ラクロワの『真夏の夜の夢』


1980年代に頭角を現したアルザス生まれのデザイナー、クリスチャン・ラクロワ。


彼が3月9日~29日までパリで公演されているメンデルスゾーンの『真夏の夜の夢』のバレーの衣装を担当しています。




鮮やかな色彩と大胆な図柄が気品あるデザインとしてまとまる彼独自の才能は、まさに舞台衣装にぴったりです。


ラクロワの色彩やデザインの仕上げとして、スワロフスキーのクリスタルがあります。


衣装のあらゆるところにちりばめられています。


スワロフスキーの創設者のNadja Swarovskiいわく、スワロフスキーを使用し、200以上の衣装と、90以上のヘアアクセサリーを作ったということです。




ラクロワは、もともとオートクチュールのデザイナーです。

LVMHの代表であるベルナール・アルノーのサポートで自身のブランドも出しています。


自身のブランドをスタートしたのが1987年なのですが、1986年にJean Patouのデザインを担当していた時には、映画監督であるJean-Luc Tardieuが「君は舞台衣装を担当した方が良いよ」と言ったということです。


その後、ラクロワは、コメディーフランセーズやオペラ、バレエの衣装を多く手掛けるようになります。



舞台衣装のデザインでは、オートクチュールのデザイナーとしての自由さが無くなってしまうのは残念ではないかと聞かれた時、彼はこう答えています。


「ぼくは既に存在しているバレエやお芝居に現代性を与えることをとても楽しいことだと思っている。

子どもの頃から、過去の時代の中に、夢想の中にどっぷり浸るということもとても好きだったんだ。

子どもの頃からルキノ・ヴィスコンティ監督の映画『Guépard 山猫』などが大好きで、あの映画を見ては映画の衣装担当になりたいと何度も思ったよ。

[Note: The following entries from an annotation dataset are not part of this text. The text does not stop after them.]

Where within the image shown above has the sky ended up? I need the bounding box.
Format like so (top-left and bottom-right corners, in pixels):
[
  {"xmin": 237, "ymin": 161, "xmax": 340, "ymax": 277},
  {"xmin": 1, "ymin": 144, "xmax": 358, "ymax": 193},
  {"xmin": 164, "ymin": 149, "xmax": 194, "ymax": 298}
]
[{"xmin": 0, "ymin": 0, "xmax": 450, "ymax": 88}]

」



芸術は不思議なもので、まるで尽きることのない生命の泉のようなところがあります。

古典作品も現代において上演するということは、現代の時代精神や現代を生きる天才、そして現代の感性に生きる観客によって変化したり、融合したり、再発見されます。


そうした意味でラクロワの言う「現代性を与える」仕事は、不自由や拘束を越えていく芸術のダイナミズムの仕事だと言えるのかもしれません。